Personal information
- Full name: Kevin Stanley Rohleder
- Date of birth: 7 April 1920
- Place of birth: Carlton, Victoria
- Date of death: 14 August 1983 (aged 63)
- Place of death: Footscray, Victoria
- Original team(s): Altona
- Height: 178 cm (5 ft 10 in)
- Weight: 64 kg (141 lb)

Playing career^{1}
- Years: Club / Games (Goals)
- 1941: Williamstown (VFA) / 1 (0)
- 1943: St Kilda / 5 (0)
- ^{1} Playing statistics correct to the end of 1943.

= Kevin Rohleder =

Australian rules footballer

Kevin Stanley Rohleder (7 April 1920 – 14 August 1983) was an Australian rules footballer who played for St Kilda in the Victorian Football League (VFL).	His brother, Noel Rohleder, played one game for South Melbourne.

Kevin Stanley was born on 7 April 1920 in Carlton, Victoria, the son of Veronica Harriet Stanley (1899–1970), . He later adopted the surname Rohleder after his mother married Walter John Rohleder (1897–1982) in 1923.

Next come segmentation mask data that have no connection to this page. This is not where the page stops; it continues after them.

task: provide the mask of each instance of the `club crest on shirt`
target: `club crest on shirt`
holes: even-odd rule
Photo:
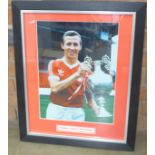
[[[64,76],[64,71],[63,71],[62,69],[58,69],[58,74],[59,74],[60,76]]]

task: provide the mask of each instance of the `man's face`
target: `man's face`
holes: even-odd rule
[[[80,38],[78,36],[66,36],[61,44],[64,54],[68,59],[78,59],[81,50]]]

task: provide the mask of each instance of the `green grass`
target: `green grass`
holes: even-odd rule
[[[48,104],[50,103],[49,96],[40,95],[40,112],[41,118],[45,118],[46,116],[46,109]],[[100,123],[112,123],[113,122],[113,110],[114,110],[114,97],[108,96],[106,98],[106,104],[104,104],[104,108],[112,115],[111,117],[99,118],[96,117],[93,110],[88,107],[86,101],[83,105],[86,121],[88,122],[100,122]]]
[[[46,109],[48,104],[50,103],[49,96],[47,95],[40,95],[40,112],[41,118],[46,117]]]

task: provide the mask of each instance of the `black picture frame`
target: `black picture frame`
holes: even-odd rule
[[[114,150],[132,151],[135,148],[136,125],[138,115],[138,102],[140,90],[140,75],[142,67],[142,52],[144,41],[144,26],[146,15],[146,3],[141,2],[98,2],[98,1],[13,1],[13,32],[15,48],[16,83],[18,98],[18,116],[20,127],[20,139],[23,141],[53,143],[61,145],[82,146],[91,148],[105,148]],[[135,33],[133,38],[133,62],[129,96],[129,115],[126,142],[92,141],[88,139],[76,139],[56,136],[40,136],[28,134],[26,116],[26,86],[24,83],[25,70],[22,47],[22,10],[60,10],[60,11],[107,11],[130,12],[135,14]],[[117,131],[116,131],[117,132]]]

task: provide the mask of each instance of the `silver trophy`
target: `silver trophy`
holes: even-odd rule
[[[100,107],[100,113],[97,117],[110,117],[112,116],[105,108],[106,97],[109,96],[112,88],[113,81],[112,76],[108,74],[110,72],[111,60],[107,55],[104,55],[101,60],[92,61],[91,57],[86,56],[84,63],[90,65],[94,71],[88,78],[89,90],[93,96],[93,100]],[[101,66],[103,66],[101,69]],[[105,70],[105,71],[104,71]]]
[[[88,67],[89,67],[89,69],[91,70],[91,69],[92,69],[92,65],[93,65],[93,60],[92,60],[92,58],[89,57],[89,56],[86,56],[86,57],[84,58],[84,64],[87,64]]]

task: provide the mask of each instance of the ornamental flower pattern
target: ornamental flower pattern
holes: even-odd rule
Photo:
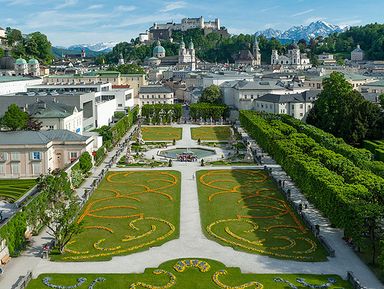
[[[200,207],[217,211],[205,219],[206,232],[232,247],[299,261],[314,261],[319,246],[292,208],[260,170],[202,171]],[[226,206],[228,202],[233,206]],[[206,203],[202,203],[206,202]],[[233,217],[229,216],[233,211]],[[204,213],[203,213],[204,214]],[[213,217],[214,216],[214,217]],[[325,253],[322,253],[325,254]]]
[[[68,243],[62,259],[85,261],[129,254],[174,238],[177,228],[168,218],[175,218],[178,186],[178,173],[172,171],[108,174],[77,220],[85,222],[85,232]],[[171,209],[159,214],[145,209],[151,206],[149,202]]]

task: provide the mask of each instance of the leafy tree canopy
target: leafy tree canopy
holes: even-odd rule
[[[199,102],[206,102],[211,104],[222,104],[223,94],[220,87],[217,85],[211,85],[203,90],[203,93],[199,99]]]
[[[29,115],[16,104],[11,104],[1,118],[1,126],[9,130],[22,130],[28,125]]]
[[[383,113],[380,108],[365,100],[353,90],[344,75],[333,72],[323,81],[319,95],[307,122],[351,144],[360,144],[364,139],[383,136]]]

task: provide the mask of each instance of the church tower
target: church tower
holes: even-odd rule
[[[255,35],[255,42],[253,43],[253,57],[255,58],[255,65],[261,65],[261,53],[257,36]]]
[[[272,50],[272,55],[271,55],[271,64],[275,65],[278,64],[279,61],[279,53],[277,52],[276,49]]]
[[[300,48],[296,43],[293,43],[292,45],[292,54],[291,54],[291,64],[293,65],[301,65],[301,54],[300,54]]]
[[[191,71],[196,70],[196,52],[195,52],[195,46],[192,42],[189,42],[189,55],[191,58]]]

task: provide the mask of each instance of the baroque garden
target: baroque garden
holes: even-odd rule
[[[119,164],[136,166],[110,168],[75,220],[83,229],[27,288],[352,288],[340,255],[330,257],[273,178],[281,168],[255,163],[241,133],[139,125],[119,152]],[[169,160],[172,149],[194,161]]]

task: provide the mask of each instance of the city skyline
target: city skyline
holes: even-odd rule
[[[0,26],[23,33],[40,31],[53,45],[69,46],[130,41],[154,22],[178,22],[185,17],[220,18],[231,34],[285,30],[317,20],[342,27],[364,25],[382,19],[379,4],[379,0],[352,0],[348,5],[341,0],[0,0]]]

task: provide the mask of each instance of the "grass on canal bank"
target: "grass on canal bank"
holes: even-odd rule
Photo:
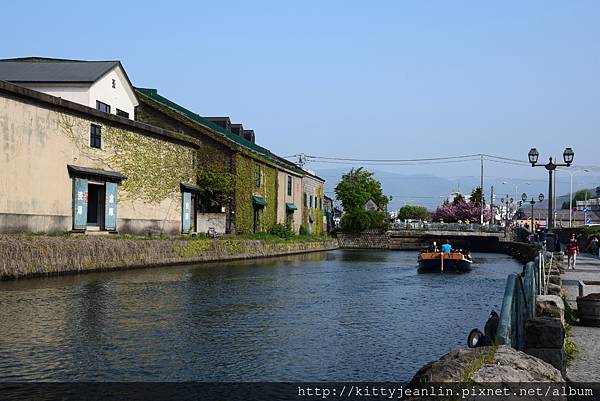
[[[87,238],[86,235],[80,233],[73,233],[71,231],[59,231],[59,232],[36,232],[32,234],[0,234],[0,240],[3,239],[16,239],[16,238]],[[129,234],[108,234],[105,238],[113,240],[181,240],[181,241],[194,241],[198,239],[237,239],[237,240],[258,240],[265,242],[319,242],[331,240],[331,237],[326,235],[294,235],[290,237],[281,237],[271,233],[256,233],[256,234],[242,234],[242,235],[222,235],[218,238],[210,238],[205,233],[198,233],[197,235],[178,235],[178,236],[167,236],[167,235],[129,235]]]
[[[218,262],[337,248],[326,237],[271,234],[144,237],[129,235],[0,235],[0,279],[130,267]]]

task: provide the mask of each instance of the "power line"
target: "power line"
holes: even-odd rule
[[[425,157],[415,159],[359,159],[351,157],[333,157],[333,156],[317,156],[317,155],[305,155],[303,153],[285,156],[286,158],[301,157],[306,161],[313,161],[318,163],[326,164],[351,164],[361,163],[365,165],[416,165],[416,164],[444,164],[444,163],[461,163],[468,161],[481,160],[482,158],[487,161],[494,163],[504,163],[513,165],[528,166],[529,163],[523,160],[511,159],[503,156],[489,155],[485,153],[476,153],[459,156],[441,156],[441,157]]]
[[[446,157],[428,157],[420,159],[354,159],[344,157],[325,157],[325,156],[314,156],[306,155],[311,159],[319,160],[337,160],[337,161],[353,161],[353,162],[377,162],[377,163],[406,163],[406,162],[421,162],[421,161],[435,161],[435,160],[450,160],[450,159],[464,159],[467,157],[480,157],[478,154],[474,155],[462,155],[462,156],[446,156]]]
[[[307,156],[309,157],[309,156]],[[360,164],[363,166],[420,166],[420,165],[431,165],[431,164],[448,164],[448,163],[465,163],[471,161],[478,161],[479,159],[462,159],[462,160],[438,160],[438,161],[423,161],[423,162],[345,162],[345,161],[333,161],[333,160],[314,160],[317,163],[323,164],[341,164],[341,165],[356,165]]]

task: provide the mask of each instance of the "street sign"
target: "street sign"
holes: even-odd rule
[[[576,207],[574,207],[574,208],[573,208],[573,211],[574,211],[574,212],[576,212],[576,211],[577,211],[577,208],[576,208]]]
[[[583,213],[587,213],[587,212],[588,212],[588,208],[587,208],[587,207],[584,207],[583,209],[581,209],[581,211],[582,211]]]
[[[592,219],[590,217],[585,219],[585,224],[592,224]]]

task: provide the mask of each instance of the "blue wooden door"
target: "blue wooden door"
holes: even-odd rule
[[[104,229],[108,231],[117,230],[117,191],[118,186],[116,183],[106,183],[106,201],[104,202]]]
[[[73,229],[85,230],[87,226],[88,180],[73,179]]]
[[[192,194],[184,192],[181,205],[182,232],[189,233],[192,226]]]

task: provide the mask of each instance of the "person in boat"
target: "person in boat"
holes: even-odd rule
[[[468,249],[461,249],[460,253],[462,253],[466,259],[471,260],[471,252]]]
[[[444,252],[444,253],[452,252],[452,246],[450,246],[450,242],[448,240],[446,240],[444,242],[444,244],[442,245],[442,252]]]
[[[427,248],[427,251],[429,252],[439,252],[439,249],[437,247],[437,244],[435,241],[433,241],[431,244],[429,244],[429,247]]]

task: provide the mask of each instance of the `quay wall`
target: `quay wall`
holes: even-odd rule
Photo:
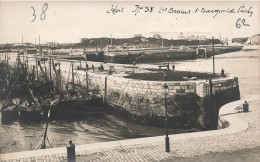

Rohleder initially gained attention playing with Altona, and transferred to Williamstown in 1941. However played only a single game against Port Melbourne before being relegated to the reserves. In mid 1942, Rohleder enlisted in the Australian Army, where he served until the end of World War II.

In May 1943, while serving in Melbourne, Rohleder obtained a permit to play with St Kilda. He played five games for St Kilda that season before the Army transferred him to Queensland, where he played in both Australian Rules Football and Rugby League.